Monday, 31 December 2012

The Song of Achilles - Book Review

Greece in the age of heroes. Patroclus, an awkward young prince, has been exiled to the court of King Peleus and his perfect son Achilles. Despite their differences, Achilles befriends the shamed prince, and as they grow into young men skilled in the arts of war and medicine, their bond blossoms into something deeper - despite the displeasure of Achilles's mother Thetis, a cruel sea goddess. But when word comes that Helen of Sparta has been kidnapped, Achilles must go to war in distant Troy and fulfill his destiny. Torn between love and fear for his friend, Patroclus goes with him, little knowing that the years that follow will test everything they hold dear. (Synopsis from Amazon)


The Song of Achilles is a retelling of The Iliad for a modern audience, written in a literary style rather than a historical epic. In a lot of ways it’s similar to Mary Renault’s books, but I’m going to avoid comparing this to Mary Renault at every turn as, let’s face it, no author is really going to come out of that well.

Madeline Miller writes with a beautiful, almost lyrical style that at the same time is very easy to read, like a gentle breeze. This immediately gives the book a wistful, almost dream-like quality which I thought was surprisingly effective. It may be based on The Iliad, a very brutal and earthy book, but this novel does something completely different with the subject matter. I found that the dreaminess emphasised the idea that this is a semi-mythical story, slightly vague and ambiguous from so many retellings and so many years of history. However, despite this the characters felt very solid and alive, and their fears and longings were real. Often a dreamy book can create passive, dull characters, but this never happens here. Madeline Miller handles this difficult style perfectly, creating something both lovely and moving.

This is a character-focussed story, and so the characters themselves are very important. Madeline Miller has chosen the slightly unusual point of view of Patroclus to tell her story. This is unusual because Patroclus is not the hero, and retellings of Greek myth or Greek epic tend to focus on the hero. However, although Patroclus is not the shining champion that Achilles is, Patroclus is the driving force behind the main story in The Iliad, and in a roundabout, tragic way, it is only through Patroclus’ actions that the Greeks are able to win the war. To say more would be to reveal spoilers for those who are not aware of the story of The Iliad, but it’s enough to say that Patrcolus is actually the perfect choice for the main character of this novel.
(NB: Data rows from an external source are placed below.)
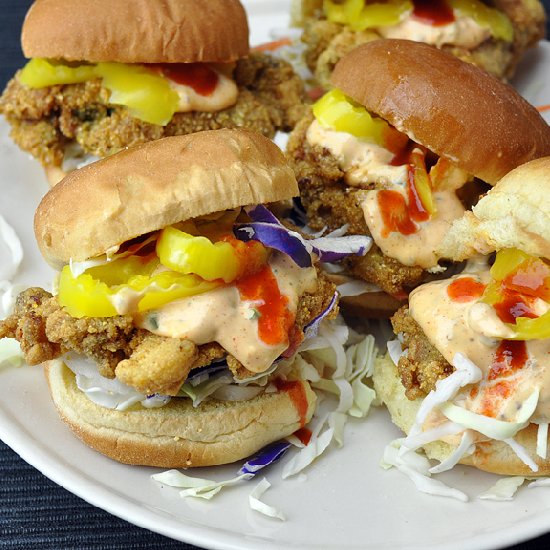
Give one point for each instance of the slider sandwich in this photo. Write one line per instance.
(109, 74)
(491, 35)
(471, 383)
(399, 149)
(181, 301)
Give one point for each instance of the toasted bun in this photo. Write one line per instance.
(514, 214)
(451, 107)
(146, 188)
(491, 456)
(140, 31)
(176, 435)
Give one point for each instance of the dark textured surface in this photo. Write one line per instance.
(35, 512)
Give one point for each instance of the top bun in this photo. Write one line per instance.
(162, 182)
(137, 31)
(451, 107)
(514, 214)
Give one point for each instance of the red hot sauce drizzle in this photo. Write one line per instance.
(304, 435)
(395, 213)
(297, 394)
(465, 289)
(198, 76)
(514, 305)
(433, 12)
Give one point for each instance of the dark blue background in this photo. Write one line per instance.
(35, 512)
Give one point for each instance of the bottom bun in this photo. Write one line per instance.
(491, 456)
(178, 435)
(54, 174)
(370, 305)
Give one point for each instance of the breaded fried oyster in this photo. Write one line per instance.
(397, 153)
(124, 73)
(490, 34)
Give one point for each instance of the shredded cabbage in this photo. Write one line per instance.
(522, 454)
(542, 482)
(503, 489)
(262, 507)
(466, 373)
(495, 429)
(308, 454)
(542, 439)
(196, 487)
(466, 446)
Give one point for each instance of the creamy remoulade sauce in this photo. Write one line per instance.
(366, 163)
(455, 321)
(202, 87)
(221, 316)
(464, 32)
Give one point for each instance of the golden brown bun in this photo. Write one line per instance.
(370, 305)
(491, 456)
(54, 174)
(176, 435)
(451, 107)
(137, 31)
(514, 214)
(146, 188)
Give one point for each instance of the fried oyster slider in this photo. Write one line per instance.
(471, 383)
(124, 73)
(399, 149)
(493, 35)
(167, 289)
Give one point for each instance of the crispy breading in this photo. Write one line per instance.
(158, 365)
(271, 97)
(330, 203)
(423, 365)
(328, 42)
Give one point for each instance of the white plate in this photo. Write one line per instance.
(346, 501)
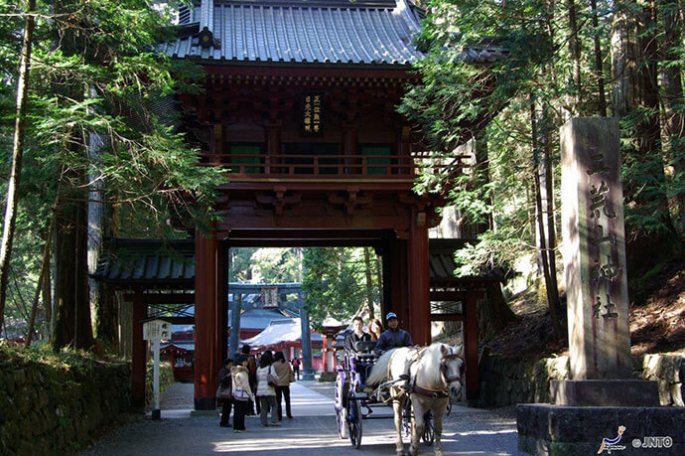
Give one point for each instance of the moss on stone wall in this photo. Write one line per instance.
(510, 381)
(52, 404)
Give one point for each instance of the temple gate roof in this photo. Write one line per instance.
(349, 32)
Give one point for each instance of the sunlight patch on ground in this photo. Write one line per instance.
(503, 431)
(325, 443)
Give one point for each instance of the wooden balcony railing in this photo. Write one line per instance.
(289, 166)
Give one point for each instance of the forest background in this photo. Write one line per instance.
(85, 111)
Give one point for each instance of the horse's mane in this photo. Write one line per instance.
(379, 372)
(429, 363)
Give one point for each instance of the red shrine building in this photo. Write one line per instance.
(299, 109)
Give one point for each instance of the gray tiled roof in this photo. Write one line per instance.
(316, 32)
(137, 261)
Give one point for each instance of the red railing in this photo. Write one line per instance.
(323, 166)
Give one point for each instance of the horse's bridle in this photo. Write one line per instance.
(443, 369)
(445, 378)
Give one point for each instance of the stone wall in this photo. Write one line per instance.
(52, 408)
(506, 381)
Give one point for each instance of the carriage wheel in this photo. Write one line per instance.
(340, 408)
(429, 429)
(354, 421)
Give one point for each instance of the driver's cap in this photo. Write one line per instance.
(390, 315)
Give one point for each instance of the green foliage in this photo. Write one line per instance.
(334, 283)
(96, 76)
(461, 98)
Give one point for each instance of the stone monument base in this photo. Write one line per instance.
(545, 429)
(616, 393)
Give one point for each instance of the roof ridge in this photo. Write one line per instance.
(314, 3)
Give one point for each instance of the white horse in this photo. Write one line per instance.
(435, 377)
(428, 375)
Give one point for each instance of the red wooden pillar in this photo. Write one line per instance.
(208, 320)
(138, 352)
(419, 324)
(324, 353)
(471, 343)
(395, 282)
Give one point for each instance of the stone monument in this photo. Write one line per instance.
(600, 409)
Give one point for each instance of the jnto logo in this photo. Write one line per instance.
(610, 445)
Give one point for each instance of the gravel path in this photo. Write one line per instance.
(311, 432)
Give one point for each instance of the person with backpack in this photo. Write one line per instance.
(266, 389)
(296, 367)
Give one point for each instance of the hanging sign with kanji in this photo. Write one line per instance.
(156, 330)
(312, 111)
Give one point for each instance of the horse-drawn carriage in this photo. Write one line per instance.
(416, 380)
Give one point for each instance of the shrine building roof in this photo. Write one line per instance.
(320, 32)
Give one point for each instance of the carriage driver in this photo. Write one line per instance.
(393, 337)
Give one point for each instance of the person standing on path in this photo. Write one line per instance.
(296, 367)
(357, 335)
(252, 374)
(242, 392)
(226, 382)
(266, 392)
(285, 375)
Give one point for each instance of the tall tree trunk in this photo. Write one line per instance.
(622, 60)
(574, 49)
(674, 121)
(17, 155)
(44, 271)
(73, 322)
(644, 248)
(599, 69)
(540, 138)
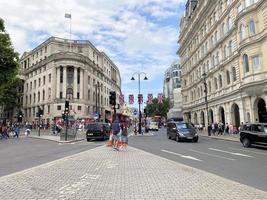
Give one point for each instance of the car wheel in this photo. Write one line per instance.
(246, 142)
(177, 138)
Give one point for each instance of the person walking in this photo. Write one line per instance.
(115, 132)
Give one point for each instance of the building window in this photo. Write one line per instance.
(227, 77)
(234, 74)
(256, 62)
(58, 107)
(242, 32)
(245, 63)
(252, 27)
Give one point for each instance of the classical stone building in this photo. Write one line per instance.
(172, 89)
(223, 43)
(58, 70)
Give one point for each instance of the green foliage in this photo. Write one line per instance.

Both Patroclus and Achilles are written extremely well, and I found their relationship believable and moving. Patroclus may have spent a little too long fretting over just why the amazing Achilles would like him above all others, which sometimes made for annoying reading, but this is probably a realistic reaction given the many ways in which Patroclus has been made to feel worthless by others. I was surprised that Madeline Miller has managed to make Achilles such a sympathetic character (he is by far my least favourite Greek hero), while still maintaining that sense of stubborn pride, selfishness and frightening anger that plagues Achilles in the original epic. With occasional exceptions, the characters in this story are far more complex than the stereotypical beefy heroes that they might have been.

Unfortunately, one of those exceptions also happened to be one of the most important characters, and the only powerful female character. Achilles’ mother, the sea nymph Thetis, reminded me more of a stereotypical domineering matriarch in an American soap opera – the one who dotes on her darling, spoilt son and disapproves of his lovers, especially if they turn out to be men. Thetis’ distaste concerning her son’s homosexual relationship struck me as completely peculiar for the time the book was set in. It made sense that she might disapprove of Patroclus based on him not being good enough for her demi-god son, but the fact that she also disapproved of a gay relationship in a time when sexuality was a much more fluid concept than it is today was a bit disappointing. It was as if a modern reader couldn’t be expected to understand a gay relationship without the usual disapproval of society and parental disappointment that often accompanies it in modern stories. I don’t necessarily need stories like this to be completely historically accurate, but in this case I thought it was a shame, and a slightly unimaginative way to create conflict.

However, having said that, there was one aspect in which Madeline Miller stayed faithful to the original epic, and to the society it’s set in, which other authors faced with similar subject matter almost never choose to do. That is that the gods and magic are real, and that these elements of the world are accepted without question. The author handles these very well, keeping a sense of mystery and the numinous about them, but managing to maintain a world that feels natural and real, not like a fantasy. I can understand why other authors choose to leave the gods and monsters out of retellings of Greek myth, but I really do love Madeline Miller’s approach, and I hope that more stories may choose to do this in future.

This story has some slip ups and misjudged moments, but it certainly succeeds in bringing this myth to life in interesting and unexpected ways. It would be a great introduction to the Greek epics for the modern reader, especially one who might find the original story, with its pages of ships and warriors’ lineage, a little daunting. The Song of Achilles is a fantastic love story, beautifully told, and in many ways actually improving on the original by tempering the constant blood and battling with a feeling of real character motivations, while also maintaining that very Greek feeling of tragic fate.